The FDA recently released a new document regarding their approach to homeopathic drugs. There is currently an open comment period on it. Feel free to respond.
Pain management has become a very important topic in the practice of emergency medicine. In April, ACEP released a position statement regarding managing pain with both opioids and non-opioid alternatives in the ED. If you are interested in reading more, please click on the link for the full position statement.
MOCEP Policy on Specific CME Requirements
The Missouri College of Emergency Physicians (MOCEP) believes that board certification or board eligible status by the American Board of Emergency Medicine (ABEM) or the American Osteopathic Board of Emergency Medicine (AOBEM) demonstrates comprehensive training, knowledge, and skill in the practice of emergency medicine.
Additionally, maintenance of board certification requires mandatory retesting and continuing medical education (CME), making extraneous CME or required short courses redundant and undermines the ability of emergency physicians to participate in comprehensive continuing education that addresses the full spectrum of emergency medicine.
Accordingly, for physicians certified by ABEM or AOBEM, MOCEP strongly opposes the use of a specified number of CME hours in a sub-area of emergency medicine, as requirements for privileges, renewal of privileges, employment, or qualification by hospitals, city or state agencies, or any other credentialing organization to provide care for conditions as already outlined in the Model of the Clinical Practice of Emergency Medicine.
Missouri is the only state in the nation to not pass some form of a prescription drug monitoring bill. There have been several proposals, but MOCEP continues to push for the following critical pieces. First, include at a minimum controlled substances (schedule II – IV), second, ensure it is real time, and finally make it applicable to everyone. Drug addiction is not contained to one socioeconomic class. We do believe that eventually we will have to negotiate on these core principles to get a “starter” system approved.
There are presently 2 bills circulating in the legislature. We cannot support the first one. The author, who is a physician, states that it would create a PDMP. In reality, it would not. The physician would send a name to the Board of Healing Arts. Under some computerized system that has no specifics and has never been developed, the physician would get sent back a red flag or no flag. What that red flag means is not exactly clear or why there was a red flag is also not clear. Based on that, the physician could decide whether or not to give narcotics. The physician could call the Board if they have further questions. It is unclear if any of this information or if the flag would return in real time. The bill would also prevent cities from developing their own program and have to be approved by a statewide vote. While we believe in compromising, there is not a single part of this plan that we support.
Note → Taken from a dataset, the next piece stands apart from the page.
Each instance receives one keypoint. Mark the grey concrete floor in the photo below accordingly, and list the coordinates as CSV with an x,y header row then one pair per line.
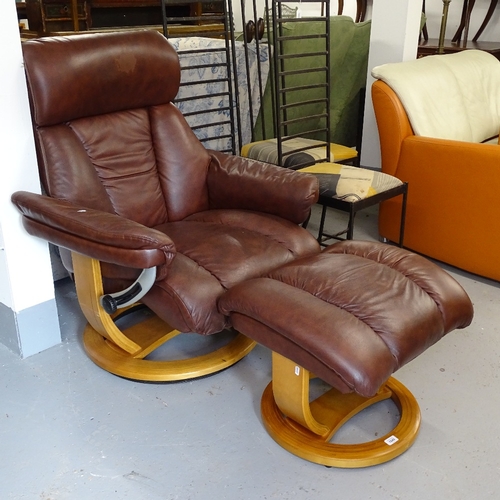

The plan that we are supporting, even if it cannot get through the Senate for another 2 years, would allow ED physicians real-time access to a patient’s prescription history. It would be simple to use but would not be required. This plan has support in both the House and Senate and is supported by other physician groups in the state. As an update, the Senate bill was just passed out of the Senate. However, multiple amendments were added to avoid a filibuster. It is still unclear what exactly all these amendments will do and what the final version of this bill will look like after the House and Senate versions are reconciled. In the meantime, county wide programs are set to open. The first in Saint Louis county is set to start at the end of April 2017. The current plan is that nearly 80% of the state will be covered by the same county-wide program.
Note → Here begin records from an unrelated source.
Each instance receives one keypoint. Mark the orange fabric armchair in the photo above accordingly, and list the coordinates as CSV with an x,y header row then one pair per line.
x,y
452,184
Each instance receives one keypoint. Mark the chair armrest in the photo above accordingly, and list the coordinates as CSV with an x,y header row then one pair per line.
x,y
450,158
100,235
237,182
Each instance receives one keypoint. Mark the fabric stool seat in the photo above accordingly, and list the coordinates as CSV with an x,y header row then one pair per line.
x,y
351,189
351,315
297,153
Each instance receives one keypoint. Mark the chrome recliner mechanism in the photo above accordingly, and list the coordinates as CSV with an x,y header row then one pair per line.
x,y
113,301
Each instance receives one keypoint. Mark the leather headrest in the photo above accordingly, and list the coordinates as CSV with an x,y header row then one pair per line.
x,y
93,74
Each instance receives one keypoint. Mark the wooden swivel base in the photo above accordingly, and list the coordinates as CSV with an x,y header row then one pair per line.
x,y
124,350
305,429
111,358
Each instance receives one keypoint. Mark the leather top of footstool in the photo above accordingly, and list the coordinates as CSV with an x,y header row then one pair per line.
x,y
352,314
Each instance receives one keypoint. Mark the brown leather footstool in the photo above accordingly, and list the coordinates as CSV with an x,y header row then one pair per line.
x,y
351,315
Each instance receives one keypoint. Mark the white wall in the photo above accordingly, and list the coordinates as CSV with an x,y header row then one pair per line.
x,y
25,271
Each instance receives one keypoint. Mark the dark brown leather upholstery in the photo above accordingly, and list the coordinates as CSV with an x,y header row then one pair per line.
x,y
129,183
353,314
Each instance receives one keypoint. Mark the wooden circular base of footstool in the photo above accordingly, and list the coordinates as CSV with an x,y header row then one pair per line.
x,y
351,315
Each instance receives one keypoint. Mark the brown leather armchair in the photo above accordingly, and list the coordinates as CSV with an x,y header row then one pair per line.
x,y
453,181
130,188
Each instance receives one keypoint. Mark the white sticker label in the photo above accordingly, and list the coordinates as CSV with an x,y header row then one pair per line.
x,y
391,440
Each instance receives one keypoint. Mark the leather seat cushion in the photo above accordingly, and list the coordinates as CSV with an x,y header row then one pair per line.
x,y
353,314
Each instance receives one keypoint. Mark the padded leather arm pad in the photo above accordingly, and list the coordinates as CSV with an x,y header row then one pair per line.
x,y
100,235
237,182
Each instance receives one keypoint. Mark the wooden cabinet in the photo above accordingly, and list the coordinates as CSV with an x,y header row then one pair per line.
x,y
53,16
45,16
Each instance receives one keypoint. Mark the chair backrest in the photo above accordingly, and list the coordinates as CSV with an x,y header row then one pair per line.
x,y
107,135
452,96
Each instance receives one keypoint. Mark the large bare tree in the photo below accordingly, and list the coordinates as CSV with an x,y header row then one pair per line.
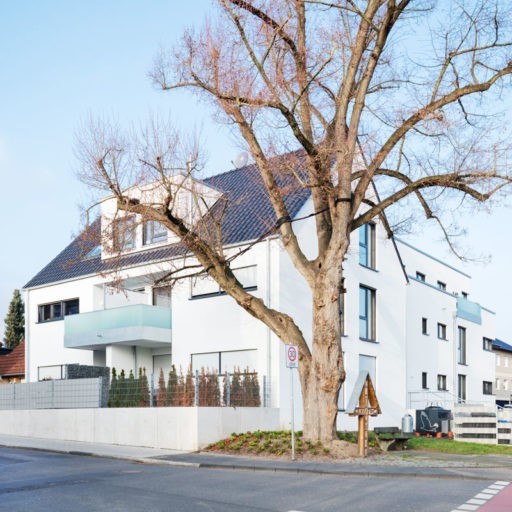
x,y
401,95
The House and Senate have conducted interim committees the past without much changing in the state. Transformation of the existing program has become a focus of the committees. Expansion is not a primary goal at the moment, but if they can achieve cost neutrality (savings in one part of the program to fund the expansion) their interest will increase in expanding medicaid eligibility. However at the present time, this is unlikely to occur in Missouri. In addition given the uncertainty in the Patient Protection and Affordable Care Act and what will happen at a national level, it is unlikely that any large changes will be made at the state level.
Missouri eligibility for persons 22-64 (non disabled or blind) is 20% of poverty. As discussed in the Advocacy section of the website, MOCEP is currently working to institute MMERP which will simultaneously improve care while cutting costs.
In 2005, MOCEP was part of a coalition that passed a bill lowering caps from $650,000 to $350,000, along with other tort reform measures. Unfortunately, the Missouri State Supreme Court, in the Watts decision, eliminated the non economic medical malpractice caps entirely (except for wrongful death cases – cap remains since it was not part of the suit). After the Watts decision Missouri had NO cap on non economic damages. After the caps were overturned, MOCEP went back to work. We formed a coalition with other providers, and while it took time, we were able to get legislation passed that re-instituted caps. There is now a dual system of caps: one for wrongful death and catastrophic injuries and one for everything else. Keep in mind this is only for non-economic damages. We believe this serves to protect physicians but also compensates patients for substandard care if they incurred a bad outcome related to the substandard care.